1: Visuals support attention
When visuals are not merely decorative or entertaining, they can draw attention to essential elements in an instructional guide, avoiding the split or divided attention burden.
HOW2s achieve this by eliminating any extraneous detail like classroom furniture and even, characteristics of the students’ age, race or sex. Instead, essential procedural information comes to the fore by using clear step-by-step visuals, made evident by numbering and arrows.
2: Visuals help activate or build prior knowledge
By providing a visual overview of the process, visuals help trigger recognition and anticipate future content. This merging of past and future imagery helps connect to prior learning and assimilate future information.

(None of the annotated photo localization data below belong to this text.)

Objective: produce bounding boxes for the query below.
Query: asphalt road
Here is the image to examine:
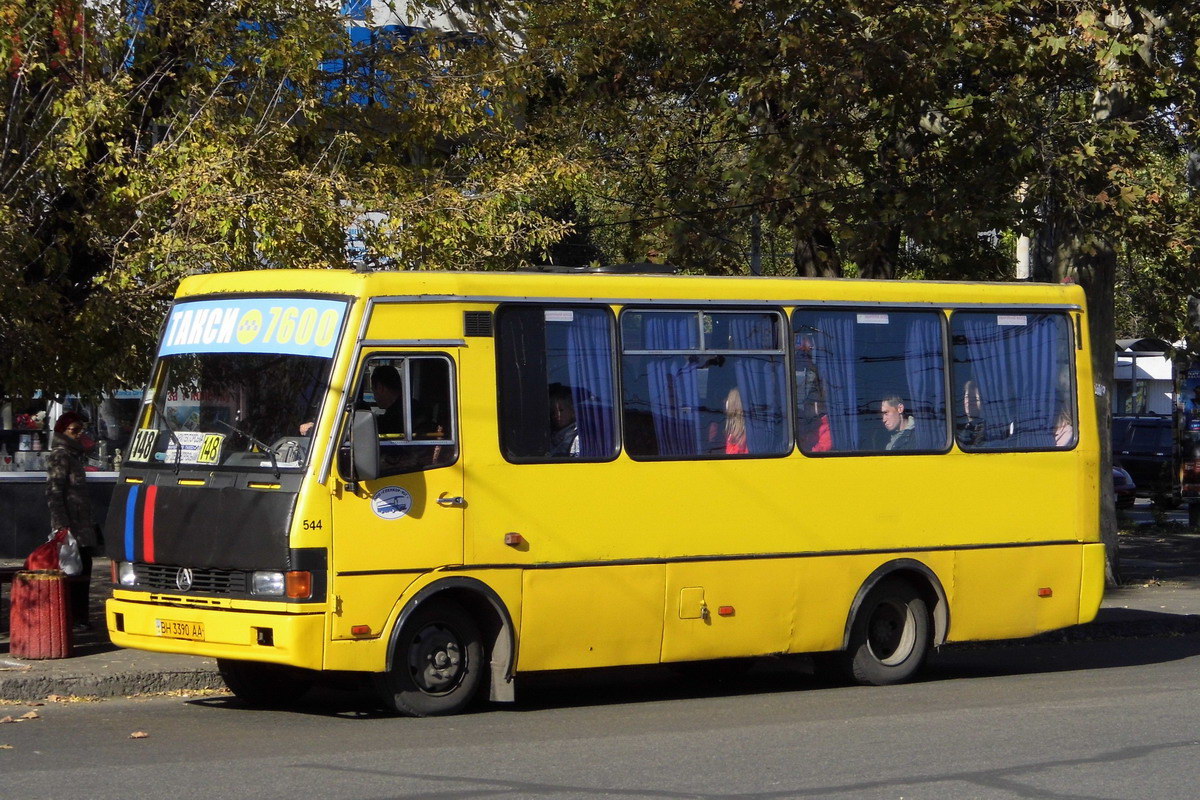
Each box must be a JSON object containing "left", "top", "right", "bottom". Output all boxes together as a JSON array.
[
  {"left": 1120, "top": 496, "right": 1189, "bottom": 526},
  {"left": 3, "top": 635, "right": 1199, "bottom": 800}
]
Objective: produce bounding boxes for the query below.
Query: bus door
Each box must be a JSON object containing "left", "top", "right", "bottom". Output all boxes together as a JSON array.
[{"left": 329, "top": 351, "right": 463, "bottom": 640}]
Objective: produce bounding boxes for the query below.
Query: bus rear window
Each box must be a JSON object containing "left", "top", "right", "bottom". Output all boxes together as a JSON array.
[{"left": 951, "top": 312, "right": 1075, "bottom": 451}]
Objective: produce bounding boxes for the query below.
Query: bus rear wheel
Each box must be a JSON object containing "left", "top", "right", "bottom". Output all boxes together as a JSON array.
[
  {"left": 842, "top": 578, "right": 931, "bottom": 686},
  {"left": 375, "top": 600, "right": 484, "bottom": 717},
  {"left": 217, "top": 659, "right": 313, "bottom": 707}
]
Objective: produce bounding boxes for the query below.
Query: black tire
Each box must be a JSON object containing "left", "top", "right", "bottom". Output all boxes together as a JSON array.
[
  {"left": 841, "top": 578, "right": 931, "bottom": 686},
  {"left": 375, "top": 600, "right": 484, "bottom": 717},
  {"left": 217, "top": 659, "right": 314, "bottom": 707}
]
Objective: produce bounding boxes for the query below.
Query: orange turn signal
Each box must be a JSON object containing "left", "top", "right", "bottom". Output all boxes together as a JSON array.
[
  {"left": 717, "top": 606, "right": 735, "bottom": 617},
  {"left": 351, "top": 625, "right": 371, "bottom": 636},
  {"left": 504, "top": 532, "right": 526, "bottom": 547},
  {"left": 1037, "top": 587, "right": 1053, "bottom": 598},
  {"left": 285, "top": 571, "right": 312, "bottom": 599}
]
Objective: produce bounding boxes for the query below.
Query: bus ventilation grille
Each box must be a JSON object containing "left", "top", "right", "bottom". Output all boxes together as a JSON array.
[
  {"left": 134, "top": 563, "right": 250, "bottom": 595},
  {"left": 464, "top": 311, "right": 493, "bottom": 337}
]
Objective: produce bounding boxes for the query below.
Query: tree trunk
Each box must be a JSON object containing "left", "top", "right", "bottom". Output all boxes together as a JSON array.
[
  {"left": 792, "top": 224, "right": 840, "bottom": 278},
  {"left": 853, "top": 225, "right": 901, "bottom": 280},
  {"left": 1057, "top": 233, "right": 1121, "bottom": 587}
]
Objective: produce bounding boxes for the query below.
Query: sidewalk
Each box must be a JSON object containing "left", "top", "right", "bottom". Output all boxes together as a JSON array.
[
  {"left": 1, "top": 557, "right": 221, "bottom": 701},
  {"left": 3, "top": 527, "right": 1200, "bottom": 703}
]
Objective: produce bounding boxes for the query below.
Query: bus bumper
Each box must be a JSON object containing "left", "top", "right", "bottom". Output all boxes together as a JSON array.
[{"left": 105, "top": 596, "right": 325, "bottom": 670}]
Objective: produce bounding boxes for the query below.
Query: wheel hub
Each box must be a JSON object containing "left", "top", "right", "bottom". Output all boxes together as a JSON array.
[
  {"left": 867, "top": 601, "right": 916, "bottom": 666},
  {"left": 408, "top": 623, "right": 465, "bottom": 695}
]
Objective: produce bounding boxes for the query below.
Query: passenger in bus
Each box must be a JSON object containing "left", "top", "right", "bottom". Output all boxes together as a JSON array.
[
  {"left": 724, "top": 387, "right": 748, "bottom": 454},
  {"left": 880, "top": 394, "right": 916, "bottom": 451},
  {"left": 958, "top": 379, "right": 985, "bottom": 446},
  {"left": 549, "top": 383, "right": 580, "bottom": 457},
  {"left": 798, "top": 394, "right": 832, "bottom": 453},
  {"left": 371, "top": 365, "right": 405, "bottom": 435},
  {"left": 1054, "top": 407, "right": 1074, "bottom": 447},
  {"left": 794, "top": 333, "right": 820, "bottom": 408}
]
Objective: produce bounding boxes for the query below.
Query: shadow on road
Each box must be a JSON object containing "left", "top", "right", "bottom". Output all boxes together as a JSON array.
[{"left": 186, "top": 624, "right": 1200, "bottom": 719}]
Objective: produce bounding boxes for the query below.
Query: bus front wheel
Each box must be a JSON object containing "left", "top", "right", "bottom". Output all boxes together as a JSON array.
[
  {"left": 842, "top": 578, "right": 931, "bottom": 686},
  {"left": 375, "top": 599, "right": 484, "bottom": 717},
  {"left": 217, "top": 659, "right": 313, "bottom": 707}
]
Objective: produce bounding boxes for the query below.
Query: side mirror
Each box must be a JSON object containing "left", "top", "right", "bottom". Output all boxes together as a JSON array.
[{"left": 351, "top": 410, "right": 380, "bottom": 482}]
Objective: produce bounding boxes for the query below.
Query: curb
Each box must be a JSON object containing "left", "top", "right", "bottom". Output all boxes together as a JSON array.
[{"left": 0, "top": 661, "right": 223, "bottom": 703}]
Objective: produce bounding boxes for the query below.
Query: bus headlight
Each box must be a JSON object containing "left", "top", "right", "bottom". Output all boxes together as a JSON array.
[
  {"left": 117, "top": 561, "right": 138, "bottom": 586},
  {"left": 251, "top": 571, "right": 285, "bottom": 596}
]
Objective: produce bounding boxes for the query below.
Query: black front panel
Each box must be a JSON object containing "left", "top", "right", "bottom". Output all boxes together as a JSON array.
[{"left": 106, "top": 481, "right": 297, "bottom": 571}]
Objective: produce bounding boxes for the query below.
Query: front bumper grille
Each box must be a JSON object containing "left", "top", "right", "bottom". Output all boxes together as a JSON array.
[{"left": 132, "top": 563, "right": 249, "bottom": 595}]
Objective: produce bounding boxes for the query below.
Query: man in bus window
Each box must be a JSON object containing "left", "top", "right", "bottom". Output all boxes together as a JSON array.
[
  {"left": 549, "top": 383, "right": 580, "bottom": 457},
  {"left": 371, "top": 365, "right": 405, "bottom": 435},
  {"left": 881, "top": 393, "right": 916, "bottom": 451}
]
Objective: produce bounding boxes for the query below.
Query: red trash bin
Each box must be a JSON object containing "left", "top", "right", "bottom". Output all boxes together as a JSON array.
[{"left": 9, "top": 570, "right": 72, "bottom": 659}]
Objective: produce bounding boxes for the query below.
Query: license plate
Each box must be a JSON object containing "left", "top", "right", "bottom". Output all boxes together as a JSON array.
[{"left": 156, "top": 619, "right": 204, "bottom": 641}]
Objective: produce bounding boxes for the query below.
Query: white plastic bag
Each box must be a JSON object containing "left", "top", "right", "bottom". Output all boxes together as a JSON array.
[{"left": 57, "top": 529, "right": 82, "bottom": 576}]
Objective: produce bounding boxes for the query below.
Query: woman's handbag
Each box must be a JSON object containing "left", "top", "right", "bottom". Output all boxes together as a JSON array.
[{"left": 24, "top": 528, "right": 81, "bottom": 575}]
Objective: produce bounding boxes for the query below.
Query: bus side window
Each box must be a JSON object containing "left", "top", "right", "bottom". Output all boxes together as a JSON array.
[
  {"left": 790, "top": 309, "right": 948, "bottom": 454},
  {"left": 950, "top": 312, "right": 1075, "bottom": 451},
  {"left": 338, "top": 356, "right": 457, "bottom": 478},
  {"left": 621, "top": 309, "right": 789, "bottom": 459},
  {"left": 496, "top": 305, "right": 619, "bottom": 462}
]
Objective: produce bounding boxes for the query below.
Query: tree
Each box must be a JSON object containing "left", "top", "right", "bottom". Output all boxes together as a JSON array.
[{"left": 0, "top": 0, "right": 577, "bottom": 397}]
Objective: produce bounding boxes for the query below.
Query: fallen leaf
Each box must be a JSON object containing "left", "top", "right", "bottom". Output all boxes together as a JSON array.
[
  {"left": 18, "top": 711, "right": 39, "bottom": 721},
  {"left": 0, "top": 717, "right": 13, "bottom": 724},
  {"left": 130, "top": 731, "right": 149, "bottom": 739},
  {"left": 47, "top": 694, "right": 98, "bottom": 704},
  {"left": 0, "top": 744, "right": 12, "bottom": 749}
]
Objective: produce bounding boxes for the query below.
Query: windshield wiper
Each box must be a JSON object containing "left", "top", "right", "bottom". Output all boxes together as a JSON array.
[
  {"left": 215, "top": 419, "right": 281, "bottom": 479},
  {"left": 148, "top": 394, "right": 184, "bottom": 475}
]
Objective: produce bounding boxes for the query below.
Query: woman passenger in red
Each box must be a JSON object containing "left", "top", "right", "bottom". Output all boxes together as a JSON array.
[{"left": 799, "top": 380, "right": 832, "bottom": 453}]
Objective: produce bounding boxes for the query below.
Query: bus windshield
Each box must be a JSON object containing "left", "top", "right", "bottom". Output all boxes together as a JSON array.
[
  {"left": 129, "top": 352, "right": 329, "bottom": 471},
  {"left": 125, "top": 295, "right": 348, "bottom": 471}
]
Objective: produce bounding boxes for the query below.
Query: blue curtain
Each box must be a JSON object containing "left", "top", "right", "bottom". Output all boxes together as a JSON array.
[
  {"left": 730, "top": 316, "right": 787, "bottom": 454},
  {"left": 1012, "top": 316, "right": 1059, "bottom": 447},
  {"left": 644, "top": 314, "right": 702, "bottom": 455},
  {"left": 566, "top": 311, "right": 616, "bottom": 457},
  {"left": 904, "top": 315, "right": 946, "bottom": 450},
  {"left": 963, "top": 315, "right": 1059, "bottom": 448},
  {"left": 809, "top": 314, "right": 859, "bottom": 451}
]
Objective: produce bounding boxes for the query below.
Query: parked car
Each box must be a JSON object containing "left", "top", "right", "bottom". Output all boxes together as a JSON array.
[
  {"left": 1112, "top": 416, "right": 1178, "bottom": 507},
  {"left": 1112, "top": 464, "right": 1137, "bottom": 508}
]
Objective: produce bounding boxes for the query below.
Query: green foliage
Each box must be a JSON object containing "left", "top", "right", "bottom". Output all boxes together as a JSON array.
[
  {"left": 4, "top": 0, "right": 1200, "bottom": 396},
  {"left": 0, "top": 0, "right": 575, "bottom": 395},
  {"left": 502, "top": 1, "right": 1200, "bottom": 302}
]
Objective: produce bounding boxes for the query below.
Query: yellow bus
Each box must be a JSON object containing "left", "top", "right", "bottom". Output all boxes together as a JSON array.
[{"left": 105, "top": 268, "right": 1104, "bottom": 715}]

HOW2s’ consistent use of procedural, step-by-step graphics help teachers recognise the format, and this aids them to connect to both their prior experiences of teaching and their knowledge of previously studied HOW2s.
Equally powerful is their ability to encourage the teacher to imagine walking through the teaching sequence. This visceral reading of the HOW2s adds an important personalised feeling to the learning process.
3: Visuals help minimise cognitive load
Cognitive load is when working memory is overloaded and cannot process incoming information. For this reason, photographs and videos can often be counterproductive. And why simple line drawings are superior in conveying precise information.
Additionally, some people are tempted to use what are termed decorative visuals, such as clip art, in an attempt to seduce students into taking an interest in the topic at hand. This, too, is counterproductive. It diverts attention away from the lesson’s aims and, consequently, confuses and overloads.
HOW2s are simple line drawings with all extraneous details cut out. As a result, viewers don’t have to work hard to know where to look and what to notice.
4: Visuals help build mental models
Well-designed visuals help the viewer construct new memories in their long-term storage, supporting a deeper understanding of the concepts and procedures involved. In addition, by locating all the elements on one page — viewed in one go — visuals present a coherent image that is more easily assimilated and stored away for future reference.
It’s one thing to be inspired by a guru on a training day and quite another to remember accurately the technique involved the following day in your classroom.
No such problems occur with HOW2s. Unified, coherent step-by-step visuals offer easy-to-assimilate packaged models. When teachers discuss teaching techniques, the visual reference to a HOW2 will ensure they are talking precisely about the same process.
5: Visuals help support the transfer of learning
The simpler the visual model, the easier it is to retain it in memory for transfer into classrooms. By focusing solely on those aspects directly related to the teaching technique in question, the visual model helps the viewer identify the key components necessary for deeper understanding.
HOW2s offer this level of simplicity and relevance and stimulate a visceral viewing of the technique. By visceral, I mean stimulating the imagination to feel as if one were there, in the diagram, so to speak, acting out the steps of the technique. Such imagining of the future stimulates physical responses that are re-ignited again when the teacher applies the HOW2 in the classroom.